Yeah, I guess public transportation is all dependant on where you live. Taipei has probably the best public transportation I’ve ever seen…but, I’m from America, so any form of readily availabel public transport impresses me. I think you won’t have much problem with finding busses outside of Taipei, but more of a problem with using them. Most of the bus schedules and whatnot are all in Chinese. I live in TaoYuan, and it seems that they have an excellent bus service, but I pretty much abstain from using them because I’m not too sure where they all go, or the rules for using them (do I pay when I get on this bus, or when I get off…do I have to tell the driver where I’m going and keep the little ticket thingy?). On the other hand, I just visited Hualien, and I don’t recall seeing any busses there…so I guess it’s kind of give or take. I bought a bike for $200NT, and that serves me well enough.

I’m not from the USA but American public tansport impressed me. Try living in New Zealand and moving to anywhere in Taiwan and you can’t help but be impressed by the public transport system even outside the main centres . More than two trains going somewhere on the same day!!!Wow.

The bus ticketing system is confusing. Especially wehn you’re supposed to give your ticket back. I used to put my ticket in my pocket and lose it when the bus driver wanted it back.

I’m really sorry some of you have not tried the bus service. It really is great and can be a lot of fun.

Yes, the maps are written in Chinese, but we do live in Taiwan after all. Yes, they want your ticket when you get off the bus, and yes you pay as you get on.

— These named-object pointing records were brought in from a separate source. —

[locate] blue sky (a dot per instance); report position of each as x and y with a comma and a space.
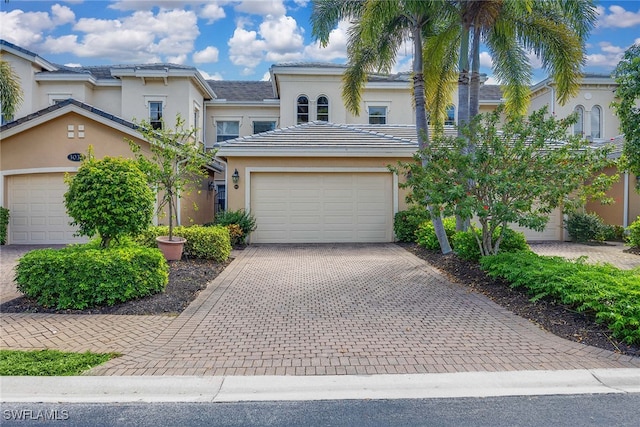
231, 40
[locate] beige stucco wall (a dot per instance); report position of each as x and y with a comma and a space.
236, 197
45, 148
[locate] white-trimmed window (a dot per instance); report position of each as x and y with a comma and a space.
596, 122
578, 127
322, 108
377, 115
260, 126
227, 130
155, 114
302, 109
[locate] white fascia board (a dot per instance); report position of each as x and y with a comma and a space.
71, 77
64, 110
406, 153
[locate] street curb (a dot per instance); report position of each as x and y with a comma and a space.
130, 389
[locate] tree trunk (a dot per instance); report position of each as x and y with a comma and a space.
422, 128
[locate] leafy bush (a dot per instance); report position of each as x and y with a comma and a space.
406, 223
585, 227
202, 242
466, 246
634, 233
110, 197
4, 222
83, 276
244, 220
425, 235
611, 294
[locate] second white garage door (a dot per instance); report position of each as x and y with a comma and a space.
322, 207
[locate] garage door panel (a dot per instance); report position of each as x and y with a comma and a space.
38, 214
322, 207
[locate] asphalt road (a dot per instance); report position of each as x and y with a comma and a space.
559, 410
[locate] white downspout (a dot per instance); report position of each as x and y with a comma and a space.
625, 213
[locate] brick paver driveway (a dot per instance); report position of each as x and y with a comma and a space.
347, 309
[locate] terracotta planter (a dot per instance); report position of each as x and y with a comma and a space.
171, 249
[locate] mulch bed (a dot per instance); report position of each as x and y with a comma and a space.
555, 318
186, 279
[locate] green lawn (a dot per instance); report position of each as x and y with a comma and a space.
49, 362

The buses can take you to a lot of places the trains don’t go. And, the people you meet on the bus are for the most part quite nice. It’s not really that hard if your willing to take a chance. I’ll admit I didn’t go exactly where I wanted to go on more then one occasion, but that’s the way you learn.

Hsin-chu is a great city. I would recommend living here.

that’s not entirely true. 1/3rd of the busses I take require me to pay when I get on and have a fixed rate. Another third reuire payment when I get off, and the rate changes depending on how far I go. And The last third require me to tell the driver where I am going, and pay for the appropriate ticket, and give the ticket back when I get off (example: I get on the bus in Taipei, which goes to TaoYuan, but I want to get off at the LinKou Chang Gung Hospital…I have to tell the driver I am only going to LinKou, pay $30 instead of the $60 it costs to get to TaoYuan, and then give him the ticket when I get off.

All of this can be confusing and intimidating for someone, like me, who doesnt speak much of the language. I agree that practice makes perfect, but who wants to stand in the front of the bus for 10minutes trying to figure out how much you owe, while everyone else on the bus is trying to get home?

[quote=“Amy”]
Hsin-Chu (Xinzhu) is a great city.[/quote]

Which Hsinchu do you live in? :slight_smile:

There are lots of busses in the cities around Taipei.

  1. The bus system in the other parts of Taiwan is not that splendid, except for a few big cities perhaps; kaohsiung, Taizhong, …
  2. A taxi can take you anywhere. Rates vary from 70 NT dollar on in Taipei, 90 in Hsinchu and …
  3. Taking the train might be another option; it will get you anywhere.
    In fact, there are a number of interesting train stations, worth to have a look at.
  4. And otherwise, you just take the airplane from one city to the other city.